Eine finale Standardisierung der digitalen Grafikschnittstelle war mehr als überfällig, schließlich befanden sich 1999 drei unterschiedliche Varianten am Markt. In der Vergangenheit haben nicht nur mangelnde Verfügbarkeit und hohe Kosten das Vorankommen einer digitalen Grafikschnittstelle behindert. Auch ständig wechselnde Standards sorgten für Unsicherheit. Bereits seit 1997 existierte der Plug-and-Display-Standard - eine Entwicklung von IBM, definiert von der VESA . Der zugehörige Stecker war als Multifunktionseinheit konzipiert und sollte sich neben der Übertragung der Grafikdaten auch um IEEE 1394 und USB kümmern.

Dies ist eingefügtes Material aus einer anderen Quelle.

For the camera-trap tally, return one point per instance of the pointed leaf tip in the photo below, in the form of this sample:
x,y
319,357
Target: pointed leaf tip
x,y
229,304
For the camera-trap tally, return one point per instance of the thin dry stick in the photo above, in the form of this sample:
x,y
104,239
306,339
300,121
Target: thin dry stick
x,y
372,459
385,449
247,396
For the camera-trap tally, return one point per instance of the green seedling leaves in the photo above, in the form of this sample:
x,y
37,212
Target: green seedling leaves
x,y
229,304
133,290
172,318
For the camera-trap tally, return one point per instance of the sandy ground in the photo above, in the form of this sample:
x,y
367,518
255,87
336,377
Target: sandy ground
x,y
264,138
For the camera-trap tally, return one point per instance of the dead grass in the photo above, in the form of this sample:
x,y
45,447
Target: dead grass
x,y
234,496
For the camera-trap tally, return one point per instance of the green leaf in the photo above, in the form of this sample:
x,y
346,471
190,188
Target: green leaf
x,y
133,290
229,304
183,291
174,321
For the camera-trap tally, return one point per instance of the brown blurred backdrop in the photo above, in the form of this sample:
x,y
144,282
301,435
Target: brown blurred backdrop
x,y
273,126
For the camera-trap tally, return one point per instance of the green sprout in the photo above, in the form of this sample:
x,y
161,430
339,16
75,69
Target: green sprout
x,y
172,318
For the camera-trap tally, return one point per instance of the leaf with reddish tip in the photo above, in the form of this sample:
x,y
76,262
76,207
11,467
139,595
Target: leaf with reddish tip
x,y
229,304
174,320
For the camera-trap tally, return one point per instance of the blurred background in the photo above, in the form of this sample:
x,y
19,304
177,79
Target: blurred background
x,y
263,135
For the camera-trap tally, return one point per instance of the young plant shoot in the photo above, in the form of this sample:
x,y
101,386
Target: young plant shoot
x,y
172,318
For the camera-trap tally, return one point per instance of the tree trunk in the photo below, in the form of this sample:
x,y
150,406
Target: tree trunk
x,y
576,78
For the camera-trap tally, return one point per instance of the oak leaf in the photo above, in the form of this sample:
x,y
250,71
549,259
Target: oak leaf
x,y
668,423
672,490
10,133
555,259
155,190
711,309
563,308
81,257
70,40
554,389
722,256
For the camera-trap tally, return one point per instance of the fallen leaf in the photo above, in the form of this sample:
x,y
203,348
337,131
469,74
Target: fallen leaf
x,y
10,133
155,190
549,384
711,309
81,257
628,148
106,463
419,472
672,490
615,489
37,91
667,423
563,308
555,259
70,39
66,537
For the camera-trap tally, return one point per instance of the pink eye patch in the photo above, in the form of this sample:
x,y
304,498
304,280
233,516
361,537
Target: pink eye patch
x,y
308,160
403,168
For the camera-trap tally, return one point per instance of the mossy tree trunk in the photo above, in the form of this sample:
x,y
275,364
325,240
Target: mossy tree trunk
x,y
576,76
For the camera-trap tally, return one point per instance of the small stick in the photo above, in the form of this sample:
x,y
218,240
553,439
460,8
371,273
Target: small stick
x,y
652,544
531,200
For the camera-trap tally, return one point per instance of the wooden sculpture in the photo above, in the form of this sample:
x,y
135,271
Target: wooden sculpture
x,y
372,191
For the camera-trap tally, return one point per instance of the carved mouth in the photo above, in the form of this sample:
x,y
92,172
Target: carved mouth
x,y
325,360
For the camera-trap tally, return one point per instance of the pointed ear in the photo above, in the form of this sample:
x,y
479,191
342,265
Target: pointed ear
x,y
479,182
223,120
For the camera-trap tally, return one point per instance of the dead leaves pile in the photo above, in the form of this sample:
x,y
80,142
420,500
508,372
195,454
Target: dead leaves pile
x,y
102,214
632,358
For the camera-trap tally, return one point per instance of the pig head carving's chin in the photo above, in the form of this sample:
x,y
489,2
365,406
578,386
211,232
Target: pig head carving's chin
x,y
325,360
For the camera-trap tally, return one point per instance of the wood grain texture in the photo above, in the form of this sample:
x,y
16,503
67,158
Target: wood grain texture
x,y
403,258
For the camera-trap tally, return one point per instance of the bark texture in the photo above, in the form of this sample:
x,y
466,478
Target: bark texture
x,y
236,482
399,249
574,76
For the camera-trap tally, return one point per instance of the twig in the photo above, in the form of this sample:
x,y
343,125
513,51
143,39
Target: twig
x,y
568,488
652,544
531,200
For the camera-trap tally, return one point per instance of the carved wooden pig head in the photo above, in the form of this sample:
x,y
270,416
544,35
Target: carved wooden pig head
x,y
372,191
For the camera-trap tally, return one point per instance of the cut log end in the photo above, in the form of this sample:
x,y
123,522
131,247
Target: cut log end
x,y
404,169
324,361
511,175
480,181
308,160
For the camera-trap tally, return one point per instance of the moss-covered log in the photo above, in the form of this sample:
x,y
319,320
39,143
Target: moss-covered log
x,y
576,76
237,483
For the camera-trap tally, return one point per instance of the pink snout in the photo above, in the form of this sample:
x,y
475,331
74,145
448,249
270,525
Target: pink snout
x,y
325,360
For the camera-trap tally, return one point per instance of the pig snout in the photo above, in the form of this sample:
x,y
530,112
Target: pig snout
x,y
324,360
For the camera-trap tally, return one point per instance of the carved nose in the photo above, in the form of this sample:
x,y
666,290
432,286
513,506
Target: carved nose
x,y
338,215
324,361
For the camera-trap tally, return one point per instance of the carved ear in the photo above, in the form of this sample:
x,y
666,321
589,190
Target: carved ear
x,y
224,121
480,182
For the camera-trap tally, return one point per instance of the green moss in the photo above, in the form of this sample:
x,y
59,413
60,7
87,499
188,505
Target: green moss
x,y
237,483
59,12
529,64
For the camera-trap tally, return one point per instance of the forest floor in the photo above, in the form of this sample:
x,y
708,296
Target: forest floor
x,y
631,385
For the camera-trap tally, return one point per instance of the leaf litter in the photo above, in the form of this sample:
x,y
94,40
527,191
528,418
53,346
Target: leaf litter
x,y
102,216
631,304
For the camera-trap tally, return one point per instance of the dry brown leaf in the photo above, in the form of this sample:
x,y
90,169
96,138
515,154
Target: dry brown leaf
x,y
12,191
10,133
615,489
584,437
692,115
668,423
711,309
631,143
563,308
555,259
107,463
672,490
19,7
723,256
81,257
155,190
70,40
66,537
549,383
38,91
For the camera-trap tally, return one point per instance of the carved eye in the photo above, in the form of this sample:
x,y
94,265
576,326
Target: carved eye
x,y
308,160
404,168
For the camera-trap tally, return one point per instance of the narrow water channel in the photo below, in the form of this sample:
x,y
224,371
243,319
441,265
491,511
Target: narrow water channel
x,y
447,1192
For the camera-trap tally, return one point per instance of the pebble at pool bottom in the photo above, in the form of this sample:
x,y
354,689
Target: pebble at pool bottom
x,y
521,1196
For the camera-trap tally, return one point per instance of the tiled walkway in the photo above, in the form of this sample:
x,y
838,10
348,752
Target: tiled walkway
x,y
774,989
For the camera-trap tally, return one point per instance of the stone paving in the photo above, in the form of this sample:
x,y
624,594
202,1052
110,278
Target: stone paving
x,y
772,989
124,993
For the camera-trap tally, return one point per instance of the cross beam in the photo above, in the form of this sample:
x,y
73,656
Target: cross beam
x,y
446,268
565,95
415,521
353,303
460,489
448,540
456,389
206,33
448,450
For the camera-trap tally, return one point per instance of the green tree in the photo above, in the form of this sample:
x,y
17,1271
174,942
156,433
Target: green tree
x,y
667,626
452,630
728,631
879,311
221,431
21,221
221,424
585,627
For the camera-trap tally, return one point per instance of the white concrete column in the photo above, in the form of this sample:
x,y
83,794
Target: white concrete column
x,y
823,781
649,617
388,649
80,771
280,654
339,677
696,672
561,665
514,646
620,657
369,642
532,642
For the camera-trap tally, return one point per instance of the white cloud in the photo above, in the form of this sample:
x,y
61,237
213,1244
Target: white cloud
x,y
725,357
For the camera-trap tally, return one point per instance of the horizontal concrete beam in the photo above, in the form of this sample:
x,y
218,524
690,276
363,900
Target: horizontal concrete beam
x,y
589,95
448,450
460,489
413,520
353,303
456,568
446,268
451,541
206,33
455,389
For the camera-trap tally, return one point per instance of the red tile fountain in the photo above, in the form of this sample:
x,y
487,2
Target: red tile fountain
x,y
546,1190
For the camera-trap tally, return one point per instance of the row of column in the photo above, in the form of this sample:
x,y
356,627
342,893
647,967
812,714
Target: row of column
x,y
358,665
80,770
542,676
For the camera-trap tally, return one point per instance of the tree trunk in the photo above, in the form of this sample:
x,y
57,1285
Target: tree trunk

Mit seinen über 30 Pins und einer Breite von über 40 mm geriet der Plug-and-Display-Stecker im Vergleich zum VGA-Pendant voluminös. Nicht nur digitale Monitore beziehungsweise Displays sollten über diesen Stecker angesteuert werden, auch analoge Geräte fanden nach wie vor Berücksichtigung. Ziel war es, alle Verbindungen wie beispielsweise Maus und Tastatur ebenfalls über das Monitorkabel abzuwickeln. Die Peripheriegeräte sollten dementsprechend am Monitor Anschluss finden. Die Wirklichkeit hat die VESA-Theorie mit USB-Hubs in Monitoren längst eingeholt. Der Plug-and-Display-Standard basiert auf Single-Link-TMDS mit einer Bandbreite von 165 MHz. Die maximale Auflösung bleibt damit auf SXGA (1280 x 1024 Punkte) beschränkt. Der Formfaktor sowie die Komplexität des Steckers sorgen für hohe Kosten in der Produktion. Diese Variante fand daher kaum Anhänger bei den Herstellern von Grafikkarten und Monitoren. Nur wenige Serienprodukte mit dieser Verbindung erblickten das Licht der Welt.

Digital Flat Panel

Ende 1998 stand mit DFP (Digital Flat Panel) der nächste Standard in den Startlöchern, Anfang 1999 bekam DFP die offiziellen Würden als VESA-Standard verliehen. Im Kern basiert DFP auf der Plug-and-Display-Technologie, einige Features fielen jedoch dem Rotstift zum Opfer. Der DFP-Anschluss dient rein zur Übertragung von digitalen Bilddaten und bietet darüber hinaus keine Funktionalität. USB ebenso wie IEEE 1394 wurden gestrichen, gleichfalls entfiel die Option zur Übertragung von analogen Bilddaten. Das Resultat ist eine im Formfaktor deutlich kleinere Steckverbindung als der Plug-and-Display-Stecker. Durch die gestrichenen Features verblieben gerade mal 20 Pins, die in einer Mini-D-Verbindung integriert wurden. Die Kosten gegenüber dem üppigen VESA-Stecker wurden halbiert. Mit einer Breite von etwas über 30 mm bleibt zudem für die Grafikkartenhersteller genug Raum, um auf Grafikkarten - als auch den Standard-VGA-Anschluss unterzubringen.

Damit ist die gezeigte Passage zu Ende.